Taking delivery of the monster monitor was very much a two-person job, purely due to the size of the thing and the fact that a few aspects of its design make it tricky to handle. It’s not particularly heavy — a CRT of equivalent size would require a crane — but the underslung soundbar makes it difficult to get purchase on the central area of the monitor’s base, hence a second pair of hands being all but required to instead handle the beast from both sides. Once it’s in position (or close enough), it’s easy enough to make minor adjustments solo, so this won’t be an issue outside of initial installation, or any major relocation down the line. Its slim frame means it takes up less space than you might expect from its enormous panel, and the extremely narrow border mean that almost all of the front is pure screen, which helps the Ambiglow lights on the sides and top really sell the illusion of an even larger image if there’s wall space behind the monitor. Ambiglow itself can be adjusted to be general lighting, to mimic the display’s colours, or turned off completely… having it follow the screen’s colours can really add to the experience in slower media, although the brief delay while the lights catch up with the display makes it a little messy when used with fast-moving content. It’s easy enough to switch up on the fly, though, so you can just toggle it as you see fit. It’s certainly a neat effect when it does work well.
It took a little while to get everything set up and calibrated properly, but that’s always the case with a new display, and it’s worth putting in the work during initial setup to make everything look it best. It’s a one-time thing, after all, and you can always make minor tweaks later if certain games don’t quite look right, which can sometimes be the case with varying standards of HDR implementation. The best — games like Gears 5 and Ori and the Will of the Wisps, which let you fully customise HDR options in-game — look downright incredible on this monitor, it has to be said. The contrast between the deep blacks and vibrant colour is absolutely sensational, and the intro sequence to Gears 5 shows off the full spectrum in minutes. After proper calibration, even the auto-HDR feature used on older games on Series X|S can produce incredible results, and the image quality on this monitor in general is among the best we’ve ever seen.
As for audio, most slimline TVs don’t have room for a decent set of speakers and you’d usually be advised to sort some kind of external solution to avoid audio quality that doesn’t do the picture justice. That’s not the case here, though, with the built-in Bowers & Wilkins soundbar putting in work. It’s obviously factored into the price of the monitor, so this might not be ideal for anyone already rocking a solid sound system, but as an all-in-one option, it’s really quite good. The 40W 2.1 channel soundbar pumps out clear, quality audio, even at higher volumes, and can go louder than you’re ever likely to want it, making this a fantastic option if you want an out-of-the-box AV setup that works well without additional cables, devices, or setup.

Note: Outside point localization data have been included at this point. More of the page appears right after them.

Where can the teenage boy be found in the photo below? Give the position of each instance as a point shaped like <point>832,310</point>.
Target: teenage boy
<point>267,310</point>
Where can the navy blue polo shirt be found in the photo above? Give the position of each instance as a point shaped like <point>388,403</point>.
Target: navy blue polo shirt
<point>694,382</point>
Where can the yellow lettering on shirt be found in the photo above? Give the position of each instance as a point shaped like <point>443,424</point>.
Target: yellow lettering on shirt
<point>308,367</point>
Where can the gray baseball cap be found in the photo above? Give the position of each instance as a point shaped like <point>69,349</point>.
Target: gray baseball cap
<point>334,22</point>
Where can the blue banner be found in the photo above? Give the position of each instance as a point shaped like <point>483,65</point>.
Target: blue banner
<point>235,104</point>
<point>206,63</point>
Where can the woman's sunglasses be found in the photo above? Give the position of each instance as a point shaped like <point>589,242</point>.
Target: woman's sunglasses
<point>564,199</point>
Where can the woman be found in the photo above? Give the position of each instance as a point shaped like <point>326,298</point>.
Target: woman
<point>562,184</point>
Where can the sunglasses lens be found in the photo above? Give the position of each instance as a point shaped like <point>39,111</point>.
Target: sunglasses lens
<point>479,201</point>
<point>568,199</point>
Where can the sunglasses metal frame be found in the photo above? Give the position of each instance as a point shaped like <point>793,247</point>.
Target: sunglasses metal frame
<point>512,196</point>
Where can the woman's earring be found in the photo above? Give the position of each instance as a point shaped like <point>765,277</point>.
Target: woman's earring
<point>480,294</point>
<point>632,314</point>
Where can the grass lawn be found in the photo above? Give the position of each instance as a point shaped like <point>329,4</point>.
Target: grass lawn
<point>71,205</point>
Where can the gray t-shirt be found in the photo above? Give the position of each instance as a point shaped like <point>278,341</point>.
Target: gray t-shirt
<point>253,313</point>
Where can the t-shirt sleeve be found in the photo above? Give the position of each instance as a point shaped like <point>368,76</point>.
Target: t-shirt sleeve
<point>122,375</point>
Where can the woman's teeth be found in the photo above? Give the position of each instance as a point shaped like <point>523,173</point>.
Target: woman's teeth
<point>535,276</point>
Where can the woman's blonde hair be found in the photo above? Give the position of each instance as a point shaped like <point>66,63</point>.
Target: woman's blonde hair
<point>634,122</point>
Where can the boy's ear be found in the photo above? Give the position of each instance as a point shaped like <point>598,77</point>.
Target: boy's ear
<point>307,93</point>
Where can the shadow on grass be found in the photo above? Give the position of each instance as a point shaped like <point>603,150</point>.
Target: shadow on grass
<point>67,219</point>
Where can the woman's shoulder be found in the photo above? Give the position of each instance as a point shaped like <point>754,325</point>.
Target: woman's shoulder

The one drawback of this particular model right now, however, is that it only has HDMI 2.0 connections, not the new 2.1 standard. The latter is required for 4K output at frame rates higher than 60fps, with 2.1 offering close to three times the bandwidth of 2.0. There’s a DisplayPort connection which will allow for 4K120 output from a PC (the monitor does support 120hz refresh rates), but right now, you won’t be able to get a Series X running games at 4K120 on this thing. Sure, not many games are taking full advantage of that extreme level of fidelity just yet, but if you’re going to drop a lot of money on a new display, you’re probably going to want it to be as future-proof as possible. The good news on that front is that Philips confirmed to us that an upcoming hardware revision will upgrade the HDMI ports to the new 2.1 standard, at which point our one gripe with this monitor will be shut down. If you’re looking to pick one up for Series X gaming at its best — or any new display, for that matter — HDMI 2.1 support is one of the main things you’re going to want to watch out for, so be sure to check the specs thoroughly before dropping any cash.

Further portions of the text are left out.